What you should be doing:
- Evaluate your sitemap and determine if the hierarchy is accurately explaining your business.
- Test different versions of a landing page headlines and body copy.
- Create multiple calls to action for your website using varied content.
Blogging
Often the hub for many content marketing plans, truly effective blogs are providing their audience with useful information for their business. This means listening to your current customers, finding their pain points and offering solutions.
What you should be doing:
- Researching issues and common problems in your industry to address.
- Responding to commenters (both positive and negative!).
- Repurposing blog posts for other content avenues (e.g. social media, video, eBooks, presentations, webinars, etc.) to support the sales process.
- Ensuring your website backend can handle content growth and publishing.
SEO
Content marketing and SEO are best friends. SEO loves content because it provides opportunities for effective link building. And content marketing loves SEO because it’s a measurable outcome (domain authorities, page rankings, traffic, etc.). Though quality content is at times an afterthought in SEO (and vice versa), a truly holistic and successful content marketing strategy cannot happen without SEO.
What you should be doing:
- When managing a blog, write with your SEO keywords in mind (without sounding like a robot).
- Use SEO metrics such as domain authority and linking root domains to determine guest posting opportunities.
- Measure the SEO performance of your competition such as backlinks and keyword ranking to shape future content.
Social Media
There are many opinions out there about what social media platform is right for B2B marketing. When addressing this component of your strategy determine the current performance of existing platforms, where your target audience is and your available staff to manage it.
What you should be doing:
- Curating content from third party resources, influencers, vendors and partners to share on your platforms.
- Finding influencers in your industry and engaging them with your content.
- Redistributing blog posts as “snackable” information through quotes, data points, photos or short videos.
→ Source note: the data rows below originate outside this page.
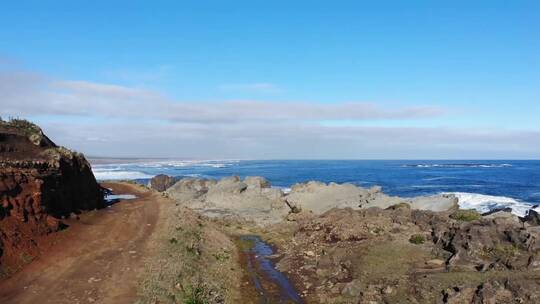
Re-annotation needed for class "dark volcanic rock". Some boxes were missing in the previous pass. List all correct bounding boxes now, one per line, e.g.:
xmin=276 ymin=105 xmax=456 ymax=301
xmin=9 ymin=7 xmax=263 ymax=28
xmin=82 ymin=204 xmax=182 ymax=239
xmin=277 ymin=205 xmax=540 ymax=303
xmin=150 ymin=174 xmax=178 ymax=192
xmin=0 ymin=120 xmax=105 ymax=272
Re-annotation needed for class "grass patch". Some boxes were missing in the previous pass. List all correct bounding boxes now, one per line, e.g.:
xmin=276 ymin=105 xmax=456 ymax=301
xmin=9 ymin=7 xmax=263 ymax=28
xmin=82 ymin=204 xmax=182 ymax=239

- Exploring paid social media options when appropriate.
Email Marketing
Email marketing can play a role in every stage of the sales process, but its popularity among marketers makes it difficult to rise above the competing emails in a client’s email inbox. Similar to social media, existing content can feed your email marketing or be a standalone tactic.
What you should be doing:
- Establishing a regular newsletter schedule (weekly, monthly, quarterly) to address “top of the funnel” leads.
- Building unique email newsletter campaigns such as an educational series or special promotions geared toward stronger leads.
- Segmenting your email lists based on stages in the sales process or client demographics.
Premium Content
We like to use the umbrella term of “premium content offers” to explain the variations of a traditional white paper. This could include eBooks, one sheets, guides, FAQs, infographics, case studies, presentations and more. The unifying characteristic is they’re a digital thought leadership piece used to educate an individual on a given topic.
What you should be doing:
- Creating a variety of premium content that can address different levels of the sales process.
- Enlisting the help of a graphic designer to create visually appealing content your audience wants to read (that means a Word document won’t fly here).
- Optimizing your digital content offers for easy social media sharing.
Sales
In the end, this is the whole point of content marketing. To cast a wider net and build a more valuable list of qualified leads for a sales team. All the pieces above should receive input from the sales team.
What you should be doing:
- Updating your buyer personas based on input from sales (what attracts, resonates and sells).
- Providing sales with the tools to carry out their own content.
- Collaborating with sales to determine the best content metrics to pull.
Take Away
If you’re in the 49% of marketers without an established plan, perhaps some of the tactics listed above you’re already utilizing but it’s going undocumented. Compile all your content channels and identify a core management team that creates, distributes and measures your content.